In the absence of such factors, we generally use a guide a diameter of  5.5cm for surgery. This cut-off may be lowered in certain patients such as those with “bicuspid aortic valve”, Marfan Syndrome, Lowis Dietz Syndrome or EDS.

In addition, if you need surgery on other parts of your heart such at the aortic valve, mitral valve  coronary arteries, you may be offered surgery on your aorta if it is greater than 4cm. 

Why do I need surgery?

Surgery to replace the diseased aorta is needed to prevent a tear or “dissection” or rupture which is life threatening.

What will the operation involve?

Usually aortic operations are performed through the breast bone or between the ribs on the left side. Operations mostly involve the use of the heart lung machine and often take the entire day.

  • Replacement of ascending aorta

  • Replacement of aortic root

  • Replacement of aortic arch and frozen elephant trunk

  • Replacement of thoracoabdominal aorta

 

What is staging?

Often it is not possible to repair the entire aorta in one operation. In some patients, the first part of the aorta may be replaced through the breast bone and then following a period of recovery, other parts of the aorta may be replaced through the ribs and abdomen on the left side. This is called staging.

On occasions, some patients may require 2, 3 or 4 stages.

How long will my operation take?

Typically operations on the aorta take most of the day. Some cases may be quicker and some may last into the night.

How long will I be in hospital?

Depending on the size of the operation and the need for supportive care, patients may stay in intensive care for a variable length of time but at least one night. Your stay in the hospital will be at least 1 week but may be much longer depending on your care needs.

How long will my recovery take?

Recovery depends on the size of your operation and any complications you may have sustained. It is likely to be 6 weeks before you start to get near normal but it often takes 3 months and in some cases longer.

Why do I have wounds?

  • Groin: Patients may have a wound in their groin which was used by the surgeon to attach the hear lung machine to blood vessels. You should report to your doctor if you feel any lumps in that region.
  • Shoulder: Patients may have a wound on the right or left side just under the collar bone. This allows the surgeon access to an artery to attach patients to the heart lung machine.
  • Ribs: Patients may have a small wound by the left breast which will have been used to help attach the heart to the heart lung machine. Other patients may have a large wound between the ribs on the left side of the chest down onto the abdomen. This will have allowed the surgeon  to replace the aorta.

Why do I have a horse voice?

The nerve to the voice box courses close to the aorta in the chest. Sometimes the nerve may be bruised or injured during surgery. This may cause a horse voice.

Often simple exercises will suffice and your voice will recovery, although this may take several months.

If insufficient recovery occurs, the Ear Nose and Throat Surgeons may be able to improve the condition.

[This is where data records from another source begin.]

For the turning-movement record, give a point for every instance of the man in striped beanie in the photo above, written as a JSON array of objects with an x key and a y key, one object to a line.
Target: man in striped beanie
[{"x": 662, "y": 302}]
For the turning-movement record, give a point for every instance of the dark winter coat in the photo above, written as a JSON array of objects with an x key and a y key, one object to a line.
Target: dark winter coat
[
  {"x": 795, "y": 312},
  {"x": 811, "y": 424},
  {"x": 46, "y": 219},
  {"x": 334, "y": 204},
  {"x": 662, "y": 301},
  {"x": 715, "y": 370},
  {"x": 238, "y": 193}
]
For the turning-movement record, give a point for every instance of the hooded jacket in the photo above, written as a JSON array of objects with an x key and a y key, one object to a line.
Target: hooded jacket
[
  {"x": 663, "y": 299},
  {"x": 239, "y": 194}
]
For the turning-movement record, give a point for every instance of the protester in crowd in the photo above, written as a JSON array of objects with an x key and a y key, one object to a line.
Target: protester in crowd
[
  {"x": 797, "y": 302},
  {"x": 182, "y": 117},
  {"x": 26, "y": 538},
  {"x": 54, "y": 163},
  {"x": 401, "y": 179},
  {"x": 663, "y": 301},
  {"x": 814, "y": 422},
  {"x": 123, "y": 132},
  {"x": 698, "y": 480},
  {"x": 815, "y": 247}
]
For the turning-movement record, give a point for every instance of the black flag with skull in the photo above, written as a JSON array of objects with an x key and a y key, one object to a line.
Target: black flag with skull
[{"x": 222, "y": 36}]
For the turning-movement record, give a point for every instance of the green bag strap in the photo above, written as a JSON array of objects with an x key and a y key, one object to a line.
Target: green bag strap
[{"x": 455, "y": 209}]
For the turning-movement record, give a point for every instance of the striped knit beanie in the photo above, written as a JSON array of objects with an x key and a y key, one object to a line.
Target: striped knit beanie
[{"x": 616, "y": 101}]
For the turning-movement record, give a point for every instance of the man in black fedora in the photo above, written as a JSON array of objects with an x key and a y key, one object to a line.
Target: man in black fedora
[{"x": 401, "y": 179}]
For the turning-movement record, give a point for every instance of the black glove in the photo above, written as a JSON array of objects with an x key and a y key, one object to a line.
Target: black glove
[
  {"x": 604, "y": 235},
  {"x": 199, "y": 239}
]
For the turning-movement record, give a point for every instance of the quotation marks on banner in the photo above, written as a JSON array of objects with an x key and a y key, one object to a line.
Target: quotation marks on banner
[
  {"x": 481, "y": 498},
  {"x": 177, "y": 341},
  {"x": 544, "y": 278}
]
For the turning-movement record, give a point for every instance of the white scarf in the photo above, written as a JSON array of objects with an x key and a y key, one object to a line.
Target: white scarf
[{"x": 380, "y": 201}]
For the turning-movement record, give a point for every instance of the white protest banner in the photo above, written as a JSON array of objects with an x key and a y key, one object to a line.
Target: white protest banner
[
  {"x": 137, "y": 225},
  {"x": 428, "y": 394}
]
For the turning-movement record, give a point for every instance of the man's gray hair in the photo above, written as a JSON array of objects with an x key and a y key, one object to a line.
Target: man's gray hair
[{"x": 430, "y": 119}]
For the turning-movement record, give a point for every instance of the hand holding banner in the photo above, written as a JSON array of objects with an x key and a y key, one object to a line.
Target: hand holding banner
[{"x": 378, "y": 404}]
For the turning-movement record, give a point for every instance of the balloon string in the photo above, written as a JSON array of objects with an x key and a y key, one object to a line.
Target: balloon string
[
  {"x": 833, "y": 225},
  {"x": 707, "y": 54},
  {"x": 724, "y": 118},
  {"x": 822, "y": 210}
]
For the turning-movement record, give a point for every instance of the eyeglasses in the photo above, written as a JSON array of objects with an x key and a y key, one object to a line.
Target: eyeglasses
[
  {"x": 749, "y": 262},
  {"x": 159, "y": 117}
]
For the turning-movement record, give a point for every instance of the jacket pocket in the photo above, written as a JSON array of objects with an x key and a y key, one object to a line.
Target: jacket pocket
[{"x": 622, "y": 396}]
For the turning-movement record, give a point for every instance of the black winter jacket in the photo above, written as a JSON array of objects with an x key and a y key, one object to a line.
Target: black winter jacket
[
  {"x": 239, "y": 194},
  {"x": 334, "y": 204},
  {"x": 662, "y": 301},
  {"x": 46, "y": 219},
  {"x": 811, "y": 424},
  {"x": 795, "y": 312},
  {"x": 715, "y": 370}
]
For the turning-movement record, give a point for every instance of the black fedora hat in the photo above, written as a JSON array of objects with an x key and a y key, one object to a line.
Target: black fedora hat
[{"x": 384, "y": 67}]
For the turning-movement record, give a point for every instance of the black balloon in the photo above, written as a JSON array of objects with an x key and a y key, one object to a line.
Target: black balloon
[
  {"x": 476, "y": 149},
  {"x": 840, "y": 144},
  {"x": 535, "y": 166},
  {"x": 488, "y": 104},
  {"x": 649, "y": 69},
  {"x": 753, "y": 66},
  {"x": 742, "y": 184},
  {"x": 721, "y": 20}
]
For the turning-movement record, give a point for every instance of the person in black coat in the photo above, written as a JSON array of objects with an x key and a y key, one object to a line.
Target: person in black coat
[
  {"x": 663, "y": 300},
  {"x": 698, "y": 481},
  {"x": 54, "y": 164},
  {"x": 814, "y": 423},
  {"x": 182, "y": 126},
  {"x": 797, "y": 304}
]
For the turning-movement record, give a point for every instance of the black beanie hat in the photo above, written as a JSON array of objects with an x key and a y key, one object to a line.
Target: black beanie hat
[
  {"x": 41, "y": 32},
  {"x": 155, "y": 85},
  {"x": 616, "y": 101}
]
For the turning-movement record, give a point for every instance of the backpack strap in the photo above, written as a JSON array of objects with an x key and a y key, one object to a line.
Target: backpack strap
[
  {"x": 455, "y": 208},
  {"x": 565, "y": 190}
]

How long until I can drive?

Six weeks.

Will I need follow-up?

You will need life long follow-up with scans and this may occur at LHCH or with your referring Cardiologist.

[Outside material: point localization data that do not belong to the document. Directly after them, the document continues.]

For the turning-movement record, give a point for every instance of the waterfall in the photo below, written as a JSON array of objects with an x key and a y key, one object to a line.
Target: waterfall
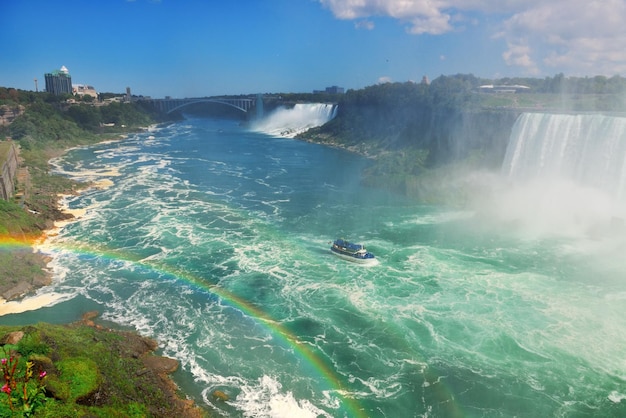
[
  {"x": 564, "y": 175},
  {"x": 289, "y": 122},
  {"x": 588, "y": 150}
]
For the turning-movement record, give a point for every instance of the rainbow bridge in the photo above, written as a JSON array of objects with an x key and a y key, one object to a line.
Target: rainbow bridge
[{"x": 169, "y": 105}]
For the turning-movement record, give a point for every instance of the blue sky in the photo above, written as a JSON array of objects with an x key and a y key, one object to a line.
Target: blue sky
[{"x": 192, "y": 48}]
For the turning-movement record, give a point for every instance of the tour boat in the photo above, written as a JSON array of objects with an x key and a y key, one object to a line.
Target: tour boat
[{"x": 352, "y": 252}]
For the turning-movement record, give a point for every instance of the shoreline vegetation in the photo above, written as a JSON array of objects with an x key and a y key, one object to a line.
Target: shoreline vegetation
[
  {"x": 411, "y": 132},
  {"x": 136, "y": 382}
]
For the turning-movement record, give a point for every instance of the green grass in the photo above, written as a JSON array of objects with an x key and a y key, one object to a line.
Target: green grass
[{"x": 90, "y": 372}]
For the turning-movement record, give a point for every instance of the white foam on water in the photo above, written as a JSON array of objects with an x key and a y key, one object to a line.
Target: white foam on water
[
  {"x": 289, "y": 122},
  {"x": 266, "y": 398}
]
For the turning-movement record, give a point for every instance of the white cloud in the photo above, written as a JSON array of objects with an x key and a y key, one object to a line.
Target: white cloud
[
  {"x": 364, "y": 24},
  {"x": 577, "y": 37}
]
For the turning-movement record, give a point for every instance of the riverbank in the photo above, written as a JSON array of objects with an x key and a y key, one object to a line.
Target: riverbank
[{"x": 23, "y": 271}]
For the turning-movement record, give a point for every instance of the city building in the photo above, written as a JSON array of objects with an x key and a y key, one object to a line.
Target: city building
[
  {"x": 84, "y": 90},
  {"x": 331, "y": 90},
  {"x": 59, "y": 81}
]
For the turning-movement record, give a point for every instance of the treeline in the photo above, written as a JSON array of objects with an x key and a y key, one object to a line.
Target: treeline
[
  {"x": 417, "y": 129},
  {"x": 45, "y": 117}
]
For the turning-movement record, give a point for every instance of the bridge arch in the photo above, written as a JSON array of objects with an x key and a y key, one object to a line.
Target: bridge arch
[{"x": 239, "y": 104}]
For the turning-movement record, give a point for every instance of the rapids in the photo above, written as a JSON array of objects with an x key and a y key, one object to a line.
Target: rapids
[{"x": 214, "y": 240}]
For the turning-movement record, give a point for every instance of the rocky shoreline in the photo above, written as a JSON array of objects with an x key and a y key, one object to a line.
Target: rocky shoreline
[{"x": 17, "y": 295}]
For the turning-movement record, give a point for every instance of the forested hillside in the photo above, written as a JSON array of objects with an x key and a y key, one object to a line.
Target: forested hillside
[
  {"x": 417, "y": 130},
  {"x": 46, "y": 125}
]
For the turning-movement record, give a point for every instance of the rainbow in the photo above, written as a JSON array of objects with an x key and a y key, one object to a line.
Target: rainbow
[{"x": 351, "y": 406}]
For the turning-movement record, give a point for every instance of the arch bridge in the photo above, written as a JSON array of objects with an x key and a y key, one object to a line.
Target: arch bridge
[{"x": 170, "y": 105}]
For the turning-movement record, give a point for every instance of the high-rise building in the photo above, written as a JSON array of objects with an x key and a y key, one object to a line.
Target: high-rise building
[{"x": 59, "y": 81}]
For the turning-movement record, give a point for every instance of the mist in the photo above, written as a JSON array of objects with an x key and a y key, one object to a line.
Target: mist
[
  {"x": 562, "y": 176},
  {"x": 289, "y": 122}
]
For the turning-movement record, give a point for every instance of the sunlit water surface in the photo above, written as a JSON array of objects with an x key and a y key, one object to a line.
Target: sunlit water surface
[{"x": 214, "y": 240}]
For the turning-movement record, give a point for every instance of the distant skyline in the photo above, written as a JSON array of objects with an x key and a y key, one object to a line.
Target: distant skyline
[{"x": 192, "y": 48}]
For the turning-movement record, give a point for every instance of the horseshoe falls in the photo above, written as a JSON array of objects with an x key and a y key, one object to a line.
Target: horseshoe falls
[{"x": 214, "y": 240}]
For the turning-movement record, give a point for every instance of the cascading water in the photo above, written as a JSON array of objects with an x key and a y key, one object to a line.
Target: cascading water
[
  {"x": 289, "y": 122},
  {"x": 587, "y": 149},
  {"x": 564, "y": 174}
]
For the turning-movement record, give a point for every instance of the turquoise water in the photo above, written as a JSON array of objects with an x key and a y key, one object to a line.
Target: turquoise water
[{"x": 214, "y": 240}]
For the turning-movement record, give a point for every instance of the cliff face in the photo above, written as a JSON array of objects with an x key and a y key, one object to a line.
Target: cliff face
[
  {"x": 8, "y": 169},
  {"x": 483, "y": 135}
]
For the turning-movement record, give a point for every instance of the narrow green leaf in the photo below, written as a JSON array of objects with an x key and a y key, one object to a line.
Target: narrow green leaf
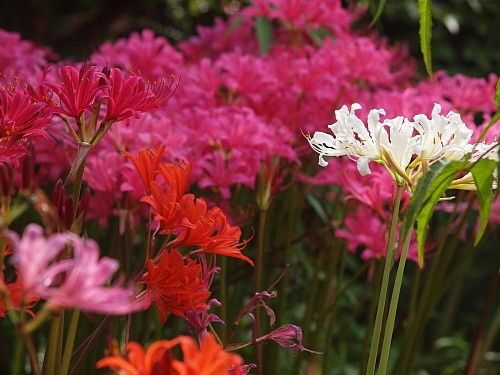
[
  {"x": 378, "y": 12},
  {"x": 429, "y": 189},
  {"x": 425, "y": 32},
  {"x": 263, "y": 29},
  {"x": 497, "y": 95},
  {"x": 318, "y": 35},
  {"x": 318, "y": 208},
  {"x": 482, "y": 172}
]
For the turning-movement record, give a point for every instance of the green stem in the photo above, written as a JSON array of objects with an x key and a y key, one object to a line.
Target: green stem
[
  {"x": 391, "y": 316},
  {"x": 19, "y": 357},
  {"x": 389, "y": 260},
  {"x": 70, "y": 341},
  {"x": 223, "y": 299},
  {"x": 259, "y": 262},
  {"x": 52, "y": 362}
]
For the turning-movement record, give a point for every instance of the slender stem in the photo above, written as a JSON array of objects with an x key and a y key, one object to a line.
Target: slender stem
[
  {"x": 30, "y": 346},
  {"x": 389, "y": 260},
  {"x": 70, "y": 341},
  {"x": 223, "y": 298},
  {"x": 474, "y": 361},
  {"x": 391, "y": 316},
  {"x": 148, "y": 237},
  {"x": 259, "y": 261}
]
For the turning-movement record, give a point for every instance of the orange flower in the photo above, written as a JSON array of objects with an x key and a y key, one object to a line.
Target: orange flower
[
  {"x": 207, "y": 359},
  {"x": 176, "y": 176},
  {"x": 177, "y": 284},
  {"x": 147, "y": 163},
  {"x": 168, "y": 211}
]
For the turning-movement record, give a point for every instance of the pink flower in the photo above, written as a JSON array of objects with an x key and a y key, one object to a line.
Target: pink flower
[
  {"x": 365, "y": 231},
  {"x": 143, "y": 53},
  {"x": 79, "y": 281},
  {"x": 130, "y": 95},
  {"x": 21, "y": 121},
  {"x": 77, "y": 89}
]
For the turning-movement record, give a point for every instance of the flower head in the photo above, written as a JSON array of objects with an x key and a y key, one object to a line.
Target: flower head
[
  {"x": 177, "y": 284},
  {"x": 79, "y": 281}
]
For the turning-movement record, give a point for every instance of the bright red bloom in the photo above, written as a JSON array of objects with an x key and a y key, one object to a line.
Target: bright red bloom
[
  {"x": 21, "y": 120},
  {"x": 129, "y": 95},
  {"x": 168, "y": 210},
  {"x": 176, "y": 176},
  {"x": 208, "y": 358},
  {"x": 17, "y": 296},
  {"x": 147, "y": 163},
  {"x": 177, "y": 284},
  {"x": 208, "y": 229},
  {"x": 78, "y": 89}
]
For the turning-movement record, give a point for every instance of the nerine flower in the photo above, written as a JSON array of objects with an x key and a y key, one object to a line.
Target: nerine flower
[
  {"x": 80, "y": 281},
  {"x": 205, "y": 358},
  {"x": 400, "y": 145},
  {"x": 176, "y": 284}
]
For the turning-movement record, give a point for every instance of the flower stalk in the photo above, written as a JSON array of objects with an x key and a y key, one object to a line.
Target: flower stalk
[{"x": 389, "y": 260}]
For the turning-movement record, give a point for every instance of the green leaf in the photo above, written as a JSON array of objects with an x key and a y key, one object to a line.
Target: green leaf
[
  {"x": 429, "y": 189},
  {"x": 318, "y": 208},
  {"x": 497, "y": 95},
  {"x": 264, "y": 31},
  {"x": 425, "y": 32},
  {"x": 378, "y": 12},
  {"x": 317, "y": 35},
  {"x": 482, "y": 172}
]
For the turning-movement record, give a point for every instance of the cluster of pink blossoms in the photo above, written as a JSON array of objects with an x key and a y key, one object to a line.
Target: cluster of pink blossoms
[{"x": 235, "y": 109}]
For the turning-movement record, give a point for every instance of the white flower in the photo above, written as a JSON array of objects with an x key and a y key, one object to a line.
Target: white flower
[
  {"x": 442, "y": 136},
  {"x": 352, "y": 138}
]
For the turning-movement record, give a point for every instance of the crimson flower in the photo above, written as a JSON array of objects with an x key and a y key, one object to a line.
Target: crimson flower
[
  {"x": 78, "y": 89},
  {"x": 21, "y": 120},
  {"x": 147, "y": 163},
  {"x": 176, "y": 284},
  {"x": 207, "y": 358}
]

Will I still need tablets?

Yes, you are very likely to be on a number of drugs in the long term.

Is LHCH the best hospital to have my surgery?

LHCH is the largest specialised thoracic aortic centre in the UK with outcomes equivalent to any major centre worldwide.

What complications may I have?

Complications may occur following your operation and your surgeon will talk you through what they are and what the risks are for you.

Will I get back to normal or better?

If you had symptoms related to the aneurysm then hopefully, in time, these will be improved.

Some patients have few, if any, symptoms and undergo extensive surgery to prolong life. Some patients will achieve a 'new and different normal' but will have the knowledge their disease has been treated.